Re: malformed UTF-8 character in JSON string
by Haarg (Priest) on Jul 31, 2023 at 01:24 UTC

    The server is returning data in a rather strange format which is encoded JSON data inside a JSON structure. But the character encoding is only done once.

    decode_json includes a UTF-8 decoding step. Since your code is using it twice, it is trying to do the UTF-8 decode twice in addition to the JSON decoding.

    If you replace the second decode_json call with a from_json call, it should avoid the additional broken character decoding. It may be preferable to change all of the JSON parsing calls with from_json for consistency, and do the UTF-8 decoding yourself before doing JSON parsing. This can be done with decode_utf8 from Encode.

      JSON within a JSON gives a lot of trouble regarding UTF-8/Unicode with the JSON and JSON::XS modules. I pretty much resigned to ban this constellation from all my projects. No matter what i tried, i couldn't get it to work.

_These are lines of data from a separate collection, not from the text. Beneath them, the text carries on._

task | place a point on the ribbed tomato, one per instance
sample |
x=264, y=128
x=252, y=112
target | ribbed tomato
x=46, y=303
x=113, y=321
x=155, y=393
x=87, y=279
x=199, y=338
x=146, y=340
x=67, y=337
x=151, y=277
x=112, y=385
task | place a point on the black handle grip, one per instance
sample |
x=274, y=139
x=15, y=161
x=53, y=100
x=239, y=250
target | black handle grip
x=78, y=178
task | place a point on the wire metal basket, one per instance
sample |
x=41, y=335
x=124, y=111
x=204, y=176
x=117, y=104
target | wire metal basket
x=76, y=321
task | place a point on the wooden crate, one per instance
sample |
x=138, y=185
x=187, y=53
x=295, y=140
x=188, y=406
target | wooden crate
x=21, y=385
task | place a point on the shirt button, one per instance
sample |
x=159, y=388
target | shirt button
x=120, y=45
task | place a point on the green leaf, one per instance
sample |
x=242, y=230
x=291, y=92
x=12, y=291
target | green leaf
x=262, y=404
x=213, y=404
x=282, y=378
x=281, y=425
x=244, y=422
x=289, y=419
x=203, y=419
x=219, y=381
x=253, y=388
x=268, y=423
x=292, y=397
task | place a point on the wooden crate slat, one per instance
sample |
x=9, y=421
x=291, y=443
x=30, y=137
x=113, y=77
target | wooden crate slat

      The problem seems to stem from the fact that the first (outer) decode also decoded the UTF-8 from the inner JSON, which made it an invalid JSON string for the second (inner) decode.

      PerlMonks XP is useless? Not anymore: XPD - Do more with your PerlMonks XP
Re: malformed UTF-8 character in JSON string
by haj (Vicar) on Jul 30, 2023 at 22:34 UTC

    Edited to add: Haargs reply is a better explanation of the situation!

    It seems that the response you got from the server is not properly encoded in UTF-8. You get an "ä" in "Europäische Union" (which causes the error message) as a one-byte character, which is then replaced by the unicode replacement character "\x{fffd}".

    You can try to work around this by encoding the response yourself:

    use Encode; my $content = decode_json(encode('UTF-8',$response->content));

    But what's actually needed is to fix the server. JSON strings are supposed to be encoded in UTF-8.